3) By increasing fees that our drug companies and entertainment companies get from foreign countries, they will be making the trade deficit worse in manufacturing and other items. This one requires a little economic theory. It is standard practice for economic models, like the one used by the Peterson Institute for International Economics (which the Post often cites), to assume that a trade deal like the TPP does not affect the U.S. balance of trade.
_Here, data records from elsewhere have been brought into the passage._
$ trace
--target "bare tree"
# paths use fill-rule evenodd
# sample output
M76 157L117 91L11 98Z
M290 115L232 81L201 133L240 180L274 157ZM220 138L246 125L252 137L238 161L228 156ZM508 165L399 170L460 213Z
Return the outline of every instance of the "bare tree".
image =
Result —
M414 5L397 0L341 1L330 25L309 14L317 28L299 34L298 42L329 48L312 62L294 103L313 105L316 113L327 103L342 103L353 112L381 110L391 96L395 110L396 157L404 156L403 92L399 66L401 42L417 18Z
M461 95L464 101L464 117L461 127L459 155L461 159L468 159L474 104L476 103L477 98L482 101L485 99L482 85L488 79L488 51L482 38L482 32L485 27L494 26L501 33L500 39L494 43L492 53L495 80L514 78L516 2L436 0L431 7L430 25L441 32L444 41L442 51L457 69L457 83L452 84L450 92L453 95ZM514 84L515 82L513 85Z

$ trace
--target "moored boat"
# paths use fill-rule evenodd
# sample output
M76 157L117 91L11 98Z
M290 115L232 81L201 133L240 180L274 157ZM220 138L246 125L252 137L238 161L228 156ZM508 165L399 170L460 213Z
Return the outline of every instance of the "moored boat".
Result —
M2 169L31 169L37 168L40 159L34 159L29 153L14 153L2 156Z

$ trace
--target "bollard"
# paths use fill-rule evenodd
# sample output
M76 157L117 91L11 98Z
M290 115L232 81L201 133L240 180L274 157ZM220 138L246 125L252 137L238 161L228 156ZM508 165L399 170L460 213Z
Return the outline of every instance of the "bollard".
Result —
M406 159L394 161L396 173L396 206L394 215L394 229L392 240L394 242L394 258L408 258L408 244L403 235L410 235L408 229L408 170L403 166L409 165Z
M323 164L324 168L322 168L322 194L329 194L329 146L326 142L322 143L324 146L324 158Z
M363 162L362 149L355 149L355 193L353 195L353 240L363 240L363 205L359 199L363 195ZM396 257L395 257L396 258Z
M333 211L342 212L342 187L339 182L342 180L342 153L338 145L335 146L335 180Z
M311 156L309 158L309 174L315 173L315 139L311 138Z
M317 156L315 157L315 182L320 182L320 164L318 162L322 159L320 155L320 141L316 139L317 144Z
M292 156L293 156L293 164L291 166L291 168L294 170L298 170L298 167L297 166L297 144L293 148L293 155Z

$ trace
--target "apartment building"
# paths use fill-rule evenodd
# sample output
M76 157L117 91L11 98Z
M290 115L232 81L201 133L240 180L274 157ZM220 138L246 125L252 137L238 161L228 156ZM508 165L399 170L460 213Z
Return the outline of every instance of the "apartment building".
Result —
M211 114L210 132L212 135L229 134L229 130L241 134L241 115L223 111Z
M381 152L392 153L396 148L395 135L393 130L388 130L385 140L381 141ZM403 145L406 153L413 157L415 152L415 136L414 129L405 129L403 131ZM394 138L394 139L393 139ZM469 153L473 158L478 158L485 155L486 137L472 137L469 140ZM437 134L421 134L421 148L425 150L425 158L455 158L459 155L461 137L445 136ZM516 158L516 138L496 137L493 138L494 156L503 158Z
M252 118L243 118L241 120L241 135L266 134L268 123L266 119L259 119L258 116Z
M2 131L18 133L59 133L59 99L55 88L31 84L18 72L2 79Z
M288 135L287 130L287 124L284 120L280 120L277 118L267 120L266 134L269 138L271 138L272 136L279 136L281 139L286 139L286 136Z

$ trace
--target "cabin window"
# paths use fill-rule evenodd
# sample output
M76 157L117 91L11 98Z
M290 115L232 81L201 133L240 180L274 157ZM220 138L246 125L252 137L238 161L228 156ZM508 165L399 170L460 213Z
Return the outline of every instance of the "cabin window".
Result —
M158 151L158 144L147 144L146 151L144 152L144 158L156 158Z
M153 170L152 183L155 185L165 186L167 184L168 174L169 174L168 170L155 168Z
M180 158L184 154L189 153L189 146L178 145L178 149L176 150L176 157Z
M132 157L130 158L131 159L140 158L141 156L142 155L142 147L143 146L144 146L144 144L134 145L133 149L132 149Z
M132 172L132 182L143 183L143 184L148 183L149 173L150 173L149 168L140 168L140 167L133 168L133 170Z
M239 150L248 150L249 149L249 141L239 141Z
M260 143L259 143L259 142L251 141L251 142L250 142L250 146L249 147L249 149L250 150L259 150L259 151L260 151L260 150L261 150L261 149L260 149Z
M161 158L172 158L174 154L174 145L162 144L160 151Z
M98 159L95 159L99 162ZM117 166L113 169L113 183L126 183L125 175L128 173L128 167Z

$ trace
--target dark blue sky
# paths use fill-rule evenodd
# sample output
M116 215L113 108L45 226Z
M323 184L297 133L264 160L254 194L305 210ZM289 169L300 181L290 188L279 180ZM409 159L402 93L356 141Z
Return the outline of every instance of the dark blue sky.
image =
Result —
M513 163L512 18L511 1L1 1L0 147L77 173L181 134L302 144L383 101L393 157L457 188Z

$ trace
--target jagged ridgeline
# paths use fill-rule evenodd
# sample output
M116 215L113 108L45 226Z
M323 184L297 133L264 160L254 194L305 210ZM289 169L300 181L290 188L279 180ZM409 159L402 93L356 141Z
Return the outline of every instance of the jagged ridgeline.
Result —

If this is true then if U.S. drug and entertainment companies get more money in licensing fees and royalties, then we must have a larger deficit in everything else. For example, if we have a $50 billion annual trade deficit with Japan, and Pfizer, Disney, and the rest of the gang are able to collect another $20 billion a year from Japan as a result of the TPP, then our trade deficit in everything else must rise by $20 billion in order to keep the overall trade balance unaffected. If we care more about the jobs of manufacturing workers than the profits of Disney and Pfizer, then this is not a good thing.
4) The TPP does nothing to address the problem of currency management. One of the reasons that the United States faces a persistent shortfall in demand (a.k.a. “secular stagnation”) is that it has an annual trade deficit of around $500 billion or roughly 3 percent of GDP. This deficit persists because many countries deliberately prop up the dollar against their currencies.
This is an issue that could have been addressed in the TPP, but President Obama apparently had other priorities. By signing a deal that doesn’t impose rules on currency management we make it less likely that we can see serious action on this issue any time soon. The cost of the trade deficit and the resulting weakness in demand is millions of workers needlessly going unemployed and tens of millions earning lower wages as a result of the weakness of the labor market.
So there are my four responses to the WaPo-Obama TPP challenge. Do I win anything?
I should make one other point on the Post editorial. As usual it fall back on the strategic concerns (the last refuge of the scoundrel) when the economic arguments fail:
“Beyond its economic importance, the TPP is — or would be — a pillar of future U.S. strategic relevance in the vital Asia-Pacific region and a check on Chinese influence..”
If the point of the TPP was to advance U.S. strategic goals in the region, President Obama should not have had Pfizer, Disney, and other major corporations determining the framework for the agreement. He may be able to sell this strategic concerns story to the Washington Post editorial board, but not to serious people.